I mitocondri, ovverosia le minuscole “centrali elettriche” delle nostre cellule, sono da sempre fondamentali per dare energia al corpo, ma oggi la scienza sta scoprendo che potrebbero avere un ruolo decisivo anche nella salute del cervello.

Un nuovo studio pubblicato su Nature Neuroscience da un team dell’Inserm e dell’Università di Bordeaux, in collaborazione con l’Université de Moncton in Canada, ha infatti dimostrato per la prima volta un legame diretto tra disfunzione mitocondriale e sintomi cognitivi tipici delle malattie neurodegenerative, come l’Alzheimer.
La svolta: un “interruttore” per i mitocondri contro le malattie neurodegenerative
Il gruppo di ricerca ha sviluppato un innovativo strumento, chiamato mitoDreadd-Gs, in grado di stimolare temporaneamente i mitocondri direttamente nei neuroni; nei test su modelli animali di demenza, questa “riaccensione” ha migliorato le prestazioni di memoria e riportato l’attività mitocondriale a livelli normali.

In pratica, per la prima volta si è potuto verificare che il calo di energia nei neuroni non è solo una conseguenza della malattia, ma può esserne una delle cause scatenanti.
Perché è importante
Il cervello è un organo ad altissimo consumo energetico e i neuroni si affidano ai mitocondri per comunicare tra loro.

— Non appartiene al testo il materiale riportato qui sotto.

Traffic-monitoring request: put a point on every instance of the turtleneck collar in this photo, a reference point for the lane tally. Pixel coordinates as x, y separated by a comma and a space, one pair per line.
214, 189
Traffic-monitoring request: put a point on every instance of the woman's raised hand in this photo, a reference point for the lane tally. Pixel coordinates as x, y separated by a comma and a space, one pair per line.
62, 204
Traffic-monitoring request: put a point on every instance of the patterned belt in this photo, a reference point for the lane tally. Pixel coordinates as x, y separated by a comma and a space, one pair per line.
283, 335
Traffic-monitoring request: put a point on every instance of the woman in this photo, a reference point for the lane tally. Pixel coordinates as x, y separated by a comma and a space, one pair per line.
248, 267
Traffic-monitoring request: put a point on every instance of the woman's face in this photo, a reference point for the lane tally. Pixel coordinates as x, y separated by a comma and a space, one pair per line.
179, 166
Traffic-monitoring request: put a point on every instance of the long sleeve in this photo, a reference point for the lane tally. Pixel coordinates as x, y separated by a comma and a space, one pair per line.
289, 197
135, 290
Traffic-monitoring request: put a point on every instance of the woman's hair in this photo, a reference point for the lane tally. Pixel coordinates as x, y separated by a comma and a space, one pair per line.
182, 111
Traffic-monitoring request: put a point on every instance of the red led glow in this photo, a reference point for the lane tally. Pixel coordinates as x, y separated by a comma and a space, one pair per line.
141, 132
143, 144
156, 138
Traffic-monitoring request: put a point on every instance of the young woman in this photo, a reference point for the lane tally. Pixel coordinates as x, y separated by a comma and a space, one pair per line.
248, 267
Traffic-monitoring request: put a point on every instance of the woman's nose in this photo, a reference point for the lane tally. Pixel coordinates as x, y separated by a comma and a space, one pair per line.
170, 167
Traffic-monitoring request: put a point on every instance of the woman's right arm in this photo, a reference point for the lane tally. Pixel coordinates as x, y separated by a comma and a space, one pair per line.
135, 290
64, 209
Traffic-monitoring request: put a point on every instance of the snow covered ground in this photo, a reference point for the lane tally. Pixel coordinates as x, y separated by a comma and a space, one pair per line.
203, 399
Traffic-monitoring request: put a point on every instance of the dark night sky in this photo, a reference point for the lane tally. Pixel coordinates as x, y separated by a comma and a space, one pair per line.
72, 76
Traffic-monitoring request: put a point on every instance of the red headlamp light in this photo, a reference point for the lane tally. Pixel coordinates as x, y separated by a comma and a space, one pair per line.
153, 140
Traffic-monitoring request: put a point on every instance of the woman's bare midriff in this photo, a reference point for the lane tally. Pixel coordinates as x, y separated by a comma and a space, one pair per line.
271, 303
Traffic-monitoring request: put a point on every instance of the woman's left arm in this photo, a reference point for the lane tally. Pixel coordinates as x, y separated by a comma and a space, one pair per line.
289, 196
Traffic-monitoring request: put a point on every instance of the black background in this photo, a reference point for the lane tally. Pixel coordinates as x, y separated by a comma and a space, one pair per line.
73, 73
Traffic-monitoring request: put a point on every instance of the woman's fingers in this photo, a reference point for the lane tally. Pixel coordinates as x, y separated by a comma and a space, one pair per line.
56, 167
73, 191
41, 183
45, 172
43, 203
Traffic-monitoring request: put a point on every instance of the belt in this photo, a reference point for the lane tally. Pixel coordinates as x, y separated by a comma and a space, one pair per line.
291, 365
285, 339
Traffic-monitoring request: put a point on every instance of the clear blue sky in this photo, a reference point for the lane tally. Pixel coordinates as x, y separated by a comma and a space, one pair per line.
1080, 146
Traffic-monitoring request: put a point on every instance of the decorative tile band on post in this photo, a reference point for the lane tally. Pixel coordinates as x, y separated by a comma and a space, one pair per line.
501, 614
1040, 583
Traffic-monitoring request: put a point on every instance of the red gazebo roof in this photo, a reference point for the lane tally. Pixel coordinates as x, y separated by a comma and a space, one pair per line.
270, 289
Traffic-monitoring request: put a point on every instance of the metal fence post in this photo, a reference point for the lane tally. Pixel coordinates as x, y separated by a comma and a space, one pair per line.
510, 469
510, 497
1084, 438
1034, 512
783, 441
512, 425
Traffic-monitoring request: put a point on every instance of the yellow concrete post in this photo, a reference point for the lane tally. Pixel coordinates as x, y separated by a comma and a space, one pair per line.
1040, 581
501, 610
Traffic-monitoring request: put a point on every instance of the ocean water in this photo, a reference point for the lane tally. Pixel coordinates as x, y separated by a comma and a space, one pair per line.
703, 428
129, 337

Se queste centrali smettono di funzionare a dovere, le cellule nervose vanno in crisi. Sapere che intervenire sui mitocondri può migliorare i sintomi significa aprire una nuova strada per terapie mirate, magari capaci di rallentare o prevenire la degenerazione neuronale.
Le prossime mosse
Il team ora vuole capire se una stimolazione prolungata dell’attività mitocondriale possa non solo migliorare i sintomi, ma anche ritardare la perdita di neuroni o impedirla del tutto.

Come sottolinea Giovanni Marsicano, co-autore senior dello studio: “Questo lavoro suggerisce che l’attività mitocondriale compromessa potrebbe essere all’origine della degenerazione neuronale. È un passo cruciale per comprendere e affrontare le malattie neurodegenerative.”
Insomma, potremmo essere davanti a un cambio di paradigma: il futuro della lotta all’Alzheimer e patologie simili potrebbe passare proprio da queste minuscole centrali di energia cellulare.